Only 0.8 degrees this morning and frost on Lagoon Reserve.

It’s reached the time of year when even winter advocates are willing the seasons to turn. Thoughts turn to gardening.

When SKINC  (St Kilda Indigenous Nursery Cooperative) and Friends of Westgate Park decided to merge they knew they had to relinquish their cherished logos to find one that expressed their new identity – Westgate Biodiversity: Bili Nursery and Landcare. (Secretly I think we didn’t believe that anybody could do it).

Jack Dashiell Howe, graphic designer, spent time in the nursery and the Park absorbing the work of the two organisations. He says: ‘when I was a kid my parents used to take us to the park underneath the Westgate bridge in Melbourne to ride our bikes and walk around the bushland there. Almost 20 years later I went back to this park, lured by stories and photos of a bright pink lake, and I was amazed about how such a big beautiful park existed in such a industrial part of Melbourne, but what I wasn’t aware of was how much work and care had gone into transforming it over 30 years into what it is today.’ 

He got the essence of the new organisation in designing the new identity.
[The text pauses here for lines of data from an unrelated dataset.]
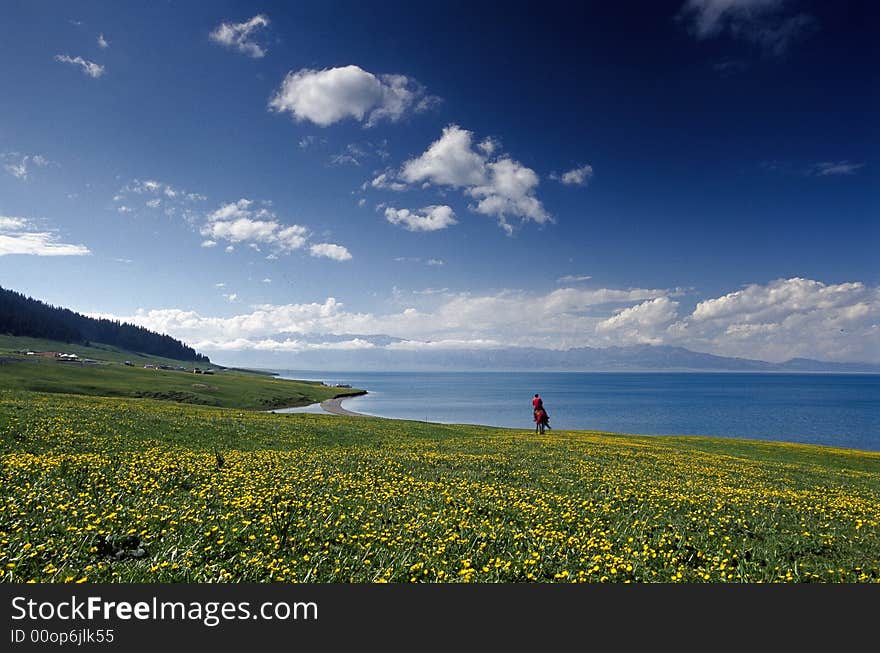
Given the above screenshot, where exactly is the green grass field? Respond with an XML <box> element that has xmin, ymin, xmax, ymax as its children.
<box><xmin>0</xmin><ymin>360</ymin><xmax>353</xmax><ymax>409</ymax></box>
<box><xmin>0</xmin><ymin>335</ymin><xmax>213</xmax><ymax>367</ymax></box>
<box><xmin>0</xmin><ymin>390</ymin><xmax>880</xmax><ymax>583</ymax></box>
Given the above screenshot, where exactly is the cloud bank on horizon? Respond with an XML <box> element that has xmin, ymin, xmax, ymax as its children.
<box><xmin>0</xmin><ymin>0</ymin><xmax>880</xmax><ymax>362</ymax></box>
<box><xmin>94</xmin><ymin>278</ymin><xmax>880</xmax><ymax>363</ymax></box>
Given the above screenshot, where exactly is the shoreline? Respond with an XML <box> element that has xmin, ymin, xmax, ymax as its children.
<box><xmin>320</xmin><ymin>392</ymin><xmax>371</xmax><ymax>417</ymax></box>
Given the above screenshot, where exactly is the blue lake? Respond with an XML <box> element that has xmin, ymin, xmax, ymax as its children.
<box><xmin>276</xmin><ymin>370</ymin><xmax>880</xmax><ymax>451</ymax></box>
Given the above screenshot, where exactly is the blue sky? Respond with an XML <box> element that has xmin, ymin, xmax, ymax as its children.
<box><xmin>0</xmin><ymin>0</ymin><xmax>880</xmax><ymax>365</ymax></box>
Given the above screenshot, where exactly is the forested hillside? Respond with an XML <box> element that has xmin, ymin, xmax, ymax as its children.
<box><xmin>0</xmin><ymin>288</ymin><xmax>209</xmax><ymax>362</ymax></box>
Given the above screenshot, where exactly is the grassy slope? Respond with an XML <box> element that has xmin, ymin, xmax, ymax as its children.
<box><xmin>0</xmin><ymin>391</ymin><xmax>880</xmax><ymax>583</ymax></box>
<box><xmin>0</xmin><ymin>336</ymin><xmax>360</xmax><ymax>409</ymax></box>
<box><xmin>0</xmin><ymin>335</ymin><xmax>201</xmax><ymax>367</ymax></box>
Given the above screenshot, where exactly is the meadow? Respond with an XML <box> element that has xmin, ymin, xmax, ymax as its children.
<box><xmin>0</xmin><ymin>389</ymin><xmax>880</xmax><ymax>583</ymax></box>
<box><xmin>0</xmin><ymin>359</ymin><xmax>356</xmax><ymax>410</ymax></box>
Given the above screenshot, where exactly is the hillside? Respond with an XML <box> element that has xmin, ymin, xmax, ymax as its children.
<box><xmin>0</xmin><ymin>287</ymin><xmax>210</xmax><ymax>363</ymax></box>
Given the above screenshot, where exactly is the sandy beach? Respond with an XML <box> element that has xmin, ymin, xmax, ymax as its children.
<box><xmin>321</xmin><ymin>397</ymin><xmax>367</xmax><ymax>417</ymax></box>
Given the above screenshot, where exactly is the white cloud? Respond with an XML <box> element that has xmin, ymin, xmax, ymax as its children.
<box><xmin>596</xmin><ymin>297</ymin><xmax>678</xmax><ymax>345</ymax></box>
<box><xmin>385</xmin><ymin>205</ymin><xmax>458</xmax><ymax>231</ymax></box>
<box><xmin>370</xmin><ymin>172</ymin><xmax>407</xmax><ymax>191</ymax></box>
<box><xmin>0</xmin><ymin>216</ymin><xmax>91</xmax><ymax>256</ymax></box>
<box><xmin>0</xmin><ymin>215</ymin><xmax>28</xmax><ymax>231</ymax></box>
<box><xmin>0</xmin><ymin>152</ymin><xmax>50</xmax><ymax>180</ymax></box>
<box><xmin>467</xmin><ymin>158</ymin><xmax>553</xmax><ymax>233</ymax></box>
<box><xmin>678</xmin><ymin>0</ymin><xmax>816</xmax><ymax>56</ymax></box>
<box><xmin>269</xmin><ymin>65</ymin><xmax>434</xmax><ymax>127</ymax></box>
<box><xmin>400</xmin><ymin>125</ymin><xmax>487</xmax><ymax>188</ymax></box>
<box><xmin>209</xmin><ymin>14</ymin><xmax>269</xmax><ymax>59</ymax></box>
<box><xmin>55</xmin><ymin>54</ymin><xmax>104</xmax><ymax>79</ymax></box>
<box><xmin>398</xmin><ymin>125</ymin><xmax>553</xmax><ymax>234</ymax></box>
<box><xmin>93</xmin><ymin>278</ymin><xmax>880</xmax><ymax>362</ymax></box>
<box><xmin>558</xmin><ymin>164</ymin><xmax>593</xmax><ymax>186</ymax></box>
<box><xmin>669</xmin><ymin>277</ymin><xmax>880</xmax><ymax>362</ymax></box>
<box><xmin>812</xmin><ymin>161</ymin><xmax>865</xmax><ymax>177</ymax></box>
<box><xmin>556</xmin><ymin>274</ymin><xmax>593</xmax><ymax>283</ymax></box>
<box><xmin>113</xmin><ymin>179</ymin><xmax>207</xmax><ymax>222</ymax></box>
<box><xmin>200</xmin><ymin>198</ymin><xmax>309</xmax><ymax>254</ymax></box>
<box><xmin>309</xmin><ymin>243</ymin><xmax>351</xmax><ymax>261</ymax></box>
<box><xmin>477</xmin><ymin>136</ymin><xmax>501</xmax><ymax>156</ymax></box>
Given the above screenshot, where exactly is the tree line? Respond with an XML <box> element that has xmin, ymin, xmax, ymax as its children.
<box><xmin>0</xmin><ymin>287</ymin><xmax>210</xmax><ymax>363</ymax></box>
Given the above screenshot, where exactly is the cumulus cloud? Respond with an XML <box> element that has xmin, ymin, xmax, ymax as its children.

Jack chose a single flower of correa alba with just a hint of Westgate Bridge.

Lyn Allison, chair of Westgate Biodiversity, says ‘we like the way the icon celebrates the symmetry of plants and the generally muted aesthetic of locally indigenous species.’

Jack’s careful choice and beautiful interpretation prompted me to look more closely at this unassuming flower with its waxy-white petals and its tomatose under side. That means dense, matty, with woolen hairs.

Correa alba in Port Melbourne’s Lagoon Reserve

It’s likely you would also have passed it a hundred times without noticing because it’s commonly used in many urban, especially coastal, parks. It likes sun but doesn’t mind shade, can be shaped or hedged, suffers no known pests or diseases and attracts birds.  Was there ever a more accommodating plant?

The correa species was named after Portuguese botanist José Correia da Serra (1750–1823). He was said to have ‘endorsed the view that the classification of plants should be based on the establishment of affinities rather than of differences’.

How appropriate that the merger between these organisations should be based on a recognition of their affinities.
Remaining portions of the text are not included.